Juillet 2020 : les vols sont annulés, l’Australie a fermé ses frontières, le monde est confiné au rythme des images dramatiques qui nous parviennent via la presse, quasi en continu. J’essaie de travailler sur mes dossiers, de préférence le matin car les après-midis sont généralement plus animés. Ma fille de 13 ans est confinée depuis le mois de mars et se lève péniblement vers midi. L’Australie, la Polynésie française, Singapour, la Corse, l’Allemagne, autant de destinations de travail transformées en visioconférences, en e-mails, en appels téléphoniques, depuis mon salon. Oui, j’accuse le coup mais ce n’est rien face à la solitude de mon ado : plus d’école, plus d’amies à la maison, plus de soirées pyjama, mouvements de jeunesse en suspens, à l’image de ses sorties et des voyages scolaires. L’année sabbatique de son papa est postposée, on n’ose plus faire de pronostic. Ce confinement en famille nous renvoie à une expérience inédite : vivre à trois quasi 24 heures sur 24 sous le même toit. Il faut gérer l’anxiété inhérente à la gravité de cette pandémie, nous devons nous supporter (dans tous les sens du terme) et, au final nous construisons, un vivre-ensemble au quotidien.

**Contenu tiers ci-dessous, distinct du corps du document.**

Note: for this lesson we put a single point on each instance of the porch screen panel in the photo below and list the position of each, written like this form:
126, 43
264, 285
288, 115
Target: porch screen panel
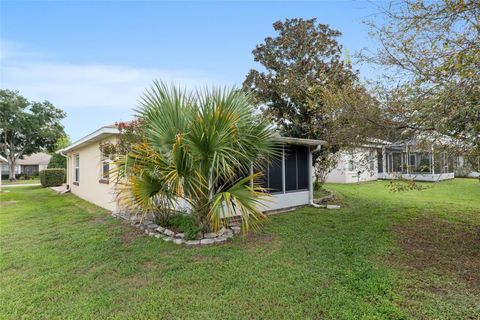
302, 167
263, 180
275, 175
291, 168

Janvier 2022. Il y a des êtres chers qui nous ont quittés. J’organise mes prochains séjours à l’étranger, une place dans mes bagages pour ma fille et son papa. La résilience, seule arme face à l’adversité.

Stéphane Dawans

Art, archéologie et patrimoine, faculté d’Architecture

DawansStephane Si l’avenir de l’Homme est bien l’urbanité, dans sa double acception, il faut avouer que l’épreuve mondiale imposée par la pandémie vient de semer de bien méchants doutes dans nos esprits déjà déconcertés.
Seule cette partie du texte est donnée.